The findings from this study can be used to increase the knowledge of healthcare professionals about the African migrant women’s cultural health practices. This in turn will facilitate provision of culturally sensitive and responsive health services when caring for African migrant women by taking into account their cultural health practices. Further research exploring specific traditional and complementary medicine modalities such as herbal medicines will have implications for users and health professionals with respect to information on safety, effectiveness, and appropriate utilisation of these products. Studies examining health beliefs of African migrant women and how traditional health practices and beliefs may influence utilisation of Western medical care are needed.

Strengths and limitations

There are many key strengths inherent in this study. This study which generated a comprehensive understanding of the cultural health practices and beliefs of African migrant women in Sydney. As such it filled an important knowledge gap in the literature. A key methodological strength of the study was the use of a mixed methods approach in bringing together the different strengths of the quantitative and qualitative methods and then validating the survey findings through semi-structured in-depth interviews through data triangulation.

A key limitation was the use of nonprobability sampling strategy which may affect generalisability of the findings. Random sampling was not possible for this study because of the unknown sampling frame of African migrant women population who can meet the selection criteria.
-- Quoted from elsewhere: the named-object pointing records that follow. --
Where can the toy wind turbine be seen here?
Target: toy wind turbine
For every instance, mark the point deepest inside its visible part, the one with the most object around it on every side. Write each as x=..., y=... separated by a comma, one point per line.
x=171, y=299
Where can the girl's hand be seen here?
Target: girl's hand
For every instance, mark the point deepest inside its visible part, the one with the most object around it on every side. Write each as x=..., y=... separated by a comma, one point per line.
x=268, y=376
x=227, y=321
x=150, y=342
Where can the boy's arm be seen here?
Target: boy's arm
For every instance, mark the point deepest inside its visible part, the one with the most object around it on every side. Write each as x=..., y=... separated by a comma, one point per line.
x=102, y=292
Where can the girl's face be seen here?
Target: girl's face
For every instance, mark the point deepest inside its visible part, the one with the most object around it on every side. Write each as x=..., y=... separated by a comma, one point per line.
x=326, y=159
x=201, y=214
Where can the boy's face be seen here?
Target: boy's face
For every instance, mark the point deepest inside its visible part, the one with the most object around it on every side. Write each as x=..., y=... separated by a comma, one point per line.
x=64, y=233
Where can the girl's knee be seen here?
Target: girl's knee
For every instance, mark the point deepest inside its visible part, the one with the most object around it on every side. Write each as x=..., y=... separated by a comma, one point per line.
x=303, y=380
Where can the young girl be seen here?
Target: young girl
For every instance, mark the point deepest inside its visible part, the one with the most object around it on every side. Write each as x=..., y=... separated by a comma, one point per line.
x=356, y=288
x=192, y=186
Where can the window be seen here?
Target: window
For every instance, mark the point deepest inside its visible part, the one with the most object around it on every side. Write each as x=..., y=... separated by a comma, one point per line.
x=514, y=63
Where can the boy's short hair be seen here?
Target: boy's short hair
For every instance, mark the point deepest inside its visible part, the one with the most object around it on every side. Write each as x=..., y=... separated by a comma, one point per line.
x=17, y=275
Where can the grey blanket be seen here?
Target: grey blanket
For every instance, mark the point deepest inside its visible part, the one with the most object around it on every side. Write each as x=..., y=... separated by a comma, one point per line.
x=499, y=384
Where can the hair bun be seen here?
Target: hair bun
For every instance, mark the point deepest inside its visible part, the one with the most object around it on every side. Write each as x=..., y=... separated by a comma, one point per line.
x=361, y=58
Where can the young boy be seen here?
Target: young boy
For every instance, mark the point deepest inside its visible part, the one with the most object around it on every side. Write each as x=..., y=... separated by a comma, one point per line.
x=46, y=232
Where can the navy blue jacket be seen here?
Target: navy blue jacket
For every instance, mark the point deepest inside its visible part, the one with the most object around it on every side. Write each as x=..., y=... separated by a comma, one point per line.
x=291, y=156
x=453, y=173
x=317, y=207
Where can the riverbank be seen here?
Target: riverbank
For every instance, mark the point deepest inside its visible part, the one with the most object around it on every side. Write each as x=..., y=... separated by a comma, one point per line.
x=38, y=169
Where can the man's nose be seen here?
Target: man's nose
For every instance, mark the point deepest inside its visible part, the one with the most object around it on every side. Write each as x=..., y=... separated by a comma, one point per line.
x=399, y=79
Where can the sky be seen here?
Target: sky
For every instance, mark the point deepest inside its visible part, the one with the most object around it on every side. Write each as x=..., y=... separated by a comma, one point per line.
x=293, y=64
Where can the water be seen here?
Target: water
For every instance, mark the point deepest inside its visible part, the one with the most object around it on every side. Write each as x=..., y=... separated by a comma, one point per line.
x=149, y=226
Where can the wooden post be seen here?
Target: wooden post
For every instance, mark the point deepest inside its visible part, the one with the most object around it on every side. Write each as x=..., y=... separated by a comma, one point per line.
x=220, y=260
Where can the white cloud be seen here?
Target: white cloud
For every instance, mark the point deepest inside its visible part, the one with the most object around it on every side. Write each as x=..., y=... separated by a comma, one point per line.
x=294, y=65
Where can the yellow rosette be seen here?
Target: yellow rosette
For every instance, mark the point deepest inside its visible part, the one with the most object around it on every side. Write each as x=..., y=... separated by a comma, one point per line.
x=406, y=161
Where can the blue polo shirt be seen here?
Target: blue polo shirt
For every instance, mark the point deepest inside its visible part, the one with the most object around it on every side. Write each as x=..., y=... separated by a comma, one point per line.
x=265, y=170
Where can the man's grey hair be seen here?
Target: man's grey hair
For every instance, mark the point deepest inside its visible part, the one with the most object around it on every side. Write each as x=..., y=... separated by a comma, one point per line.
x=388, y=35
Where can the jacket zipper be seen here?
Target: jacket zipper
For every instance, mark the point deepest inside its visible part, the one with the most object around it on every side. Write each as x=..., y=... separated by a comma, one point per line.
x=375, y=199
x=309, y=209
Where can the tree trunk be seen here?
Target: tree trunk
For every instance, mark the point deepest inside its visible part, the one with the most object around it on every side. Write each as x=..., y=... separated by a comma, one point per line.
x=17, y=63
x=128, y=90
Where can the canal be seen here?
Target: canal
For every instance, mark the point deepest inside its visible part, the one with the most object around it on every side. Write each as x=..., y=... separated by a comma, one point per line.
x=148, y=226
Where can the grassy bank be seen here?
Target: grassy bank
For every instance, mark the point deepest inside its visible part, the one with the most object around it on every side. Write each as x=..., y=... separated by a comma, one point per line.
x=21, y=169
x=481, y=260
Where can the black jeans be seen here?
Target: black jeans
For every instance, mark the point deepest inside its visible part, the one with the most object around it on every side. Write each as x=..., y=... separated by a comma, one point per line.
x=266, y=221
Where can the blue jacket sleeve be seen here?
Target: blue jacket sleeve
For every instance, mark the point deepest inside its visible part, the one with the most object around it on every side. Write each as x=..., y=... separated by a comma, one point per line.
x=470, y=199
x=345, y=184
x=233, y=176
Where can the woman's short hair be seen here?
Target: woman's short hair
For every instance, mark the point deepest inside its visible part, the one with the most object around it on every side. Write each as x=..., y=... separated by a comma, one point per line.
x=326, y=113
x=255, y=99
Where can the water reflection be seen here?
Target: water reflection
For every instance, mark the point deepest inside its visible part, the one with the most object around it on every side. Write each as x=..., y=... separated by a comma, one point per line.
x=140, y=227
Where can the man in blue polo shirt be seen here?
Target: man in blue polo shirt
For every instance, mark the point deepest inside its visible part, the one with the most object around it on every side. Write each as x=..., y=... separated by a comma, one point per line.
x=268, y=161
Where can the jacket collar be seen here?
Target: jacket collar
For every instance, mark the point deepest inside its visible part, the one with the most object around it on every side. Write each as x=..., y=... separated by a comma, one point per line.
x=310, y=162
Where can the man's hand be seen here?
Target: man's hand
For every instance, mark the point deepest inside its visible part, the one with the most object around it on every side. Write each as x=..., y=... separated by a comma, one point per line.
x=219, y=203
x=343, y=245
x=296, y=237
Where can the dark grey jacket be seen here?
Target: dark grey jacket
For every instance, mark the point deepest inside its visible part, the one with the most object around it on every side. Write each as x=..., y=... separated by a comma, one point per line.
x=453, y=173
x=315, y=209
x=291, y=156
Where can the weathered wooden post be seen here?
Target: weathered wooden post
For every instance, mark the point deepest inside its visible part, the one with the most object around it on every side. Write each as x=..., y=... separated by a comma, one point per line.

However, efforts were made to try and approximate random sampling by eliminating as many biases as possible. Some of such efforts were: 1) the use of homogenous convenience sampling strategy instead of conventional convenience sampling, 2) a fairly large sample for a relatively small population size of African migrant women in Australia, and 3) recruitment of participants across multiple venues including community organisations, market places, religious institutions, colleges and Universities, entertainment places, event and gathering sites, and train and bus stations. In addition, taking the sample only from the geographic area of the Sydney metropolitan area may also limit the generalisability of the findings.

Conclusion

In summary, our finding indicated that use of traditional and complementary medicine is high among the African migrant women. African migrant women use traditional and complementary medicine for health maintenance and treatments of specific health conditions at various points from preconception through to the postnatal period.